Tensions in the Gulf appear to have some links to the situation in Balochistan and Gwadar. The Fujairah incident on May 12 was preceded by a daring attack on Gwadar on May 11, and a drone attack on Saudi oil installations on May 14. A Norwegian oil insurance company’s report points the finger at IRGC for Fujairah sabotage. A month before the Gwadar attack, militants from Iran executed 14 Pakistani soldiers traveling in a bus. Interestingly, in February, then IRGC chief Maj. Gen. Mohammad Ali Jafari threatened Pakistan, Saudi Arabia and the UAE. Could this be linked to the successive attacks on Gwadar, Fujairah and the Saudi pipeline?
There is a need to discuss Iran’s role in the region and assess if this role can change, helping avoid further crises and facilitating improved Pak-Iran cooperation. Pakistan can try help Iran temper its behavior, like it did in 2006 when Iran’s then First Vice President Parviz Davoodi visited Islamabad and heard President Musharraf’s blunt advice to immediately cease uranium enrichment and enter a dialogue with the US. [Musharraf reportedly told Davoodi: “Tehran’s current policy was making life difficult for its neighbor, Pakistan,” according a US embassy cable leaked by Wikileaks.]

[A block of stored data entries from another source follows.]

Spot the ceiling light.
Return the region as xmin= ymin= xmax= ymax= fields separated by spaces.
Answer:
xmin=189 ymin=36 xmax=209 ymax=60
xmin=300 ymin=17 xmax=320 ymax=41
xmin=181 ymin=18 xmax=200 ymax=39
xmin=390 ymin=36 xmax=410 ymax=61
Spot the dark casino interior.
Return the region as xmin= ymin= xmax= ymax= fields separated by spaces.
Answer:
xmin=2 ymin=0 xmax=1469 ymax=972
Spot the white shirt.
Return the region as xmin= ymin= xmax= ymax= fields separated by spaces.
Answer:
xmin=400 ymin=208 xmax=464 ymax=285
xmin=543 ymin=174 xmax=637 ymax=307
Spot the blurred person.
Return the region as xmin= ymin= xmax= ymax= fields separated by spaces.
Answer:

And Iran can consider changing its behavior. During the same meeting in 2006, Davoodi is believed to have let Pakistan quietly mediate talks with Washington. Islamabad can certainly assess if it can talk sense into the leaders in Tehran, encourage them to return to the days of president Khatami in the 1990s, who reached out to Arab countries and the West and normalized relations. This, however, will require Tehran to end the policy of exporting the revolution. Can Pakistan convince Iran to do this? Fingers crossed.